The move is significant because until now attempts to compare published results of the immune response in blood samples of those who have taken part in early stage human testing of vaccines have been stymied by a lack of standardized tests, protocols, and equipment. This has frustrated some vaccine researchers.

“There is no way to draw direct comparisons, as different labs may use different measurements to infer immune response,” said Richard Hatchett, the former head of the U.S. Biomedical Advanced Research and Development Authority who is now CEPI’s chief executive officer.

The new labs are located in the U.K., Italy, the Netherlands, Canada, India, and Bangladesh.
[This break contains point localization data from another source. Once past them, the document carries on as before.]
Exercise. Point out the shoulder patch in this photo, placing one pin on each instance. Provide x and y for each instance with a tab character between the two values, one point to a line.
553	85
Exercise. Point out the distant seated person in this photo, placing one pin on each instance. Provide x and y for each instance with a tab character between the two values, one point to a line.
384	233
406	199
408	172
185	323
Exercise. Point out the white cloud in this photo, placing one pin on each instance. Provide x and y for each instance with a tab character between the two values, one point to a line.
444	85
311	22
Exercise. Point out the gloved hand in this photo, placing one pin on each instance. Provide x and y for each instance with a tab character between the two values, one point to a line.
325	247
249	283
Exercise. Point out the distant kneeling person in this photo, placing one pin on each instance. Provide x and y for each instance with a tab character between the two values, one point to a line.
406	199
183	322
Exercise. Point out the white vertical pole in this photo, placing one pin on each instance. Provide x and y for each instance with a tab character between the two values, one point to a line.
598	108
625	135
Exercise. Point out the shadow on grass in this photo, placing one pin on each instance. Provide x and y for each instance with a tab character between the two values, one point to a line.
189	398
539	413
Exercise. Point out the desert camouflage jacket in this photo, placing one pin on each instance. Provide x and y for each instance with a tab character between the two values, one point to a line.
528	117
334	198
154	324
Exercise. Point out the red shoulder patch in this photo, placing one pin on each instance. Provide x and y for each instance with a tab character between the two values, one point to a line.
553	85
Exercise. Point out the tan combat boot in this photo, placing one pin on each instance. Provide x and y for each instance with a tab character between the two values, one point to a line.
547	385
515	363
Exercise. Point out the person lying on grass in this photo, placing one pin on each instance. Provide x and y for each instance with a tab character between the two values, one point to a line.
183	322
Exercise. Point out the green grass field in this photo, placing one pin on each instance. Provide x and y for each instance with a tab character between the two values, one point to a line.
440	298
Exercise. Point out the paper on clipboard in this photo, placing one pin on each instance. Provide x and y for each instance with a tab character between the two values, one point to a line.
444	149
The U.K. lab, run by government agency Public Health England, is also coordinating with Nexelis, a biotechnology company in Canada, and will supply the reagents used by all of the labs in the network.

By using the same reagents and standardized protocols, the new labs will also enable some vaccine candidates to potentially reach approval faster: If a vaccine being tested with the standardized protocol shows an immune response that is better than that of another vaccine candidate already proven effective in clinical trials, it will be a strong indication that the new vaccine will provide at least as much, if not better, protection than the one already approved.

The new vaccine would still have to be tested for safety, but having the comparison data might speed its approval, experts say.

On the other hand, if a vaccine showed much lower immunogenicity than one already approved, it might be an indication that efforts on the second vaccine candidate should be abandoned.

Hatchett said a standardized protocol and designated laboratory network had never been set up so quickly before.

CEPI has helped to fund nine COVID-19 vaccine efforts so far, including the efforts of the University of Oxford and AstraZeneca, Moderna, Novavax, Inovio, and CureVac. But the organization said its designated labs would be available to any company that wanted to test its vaccine using the standardized protocol.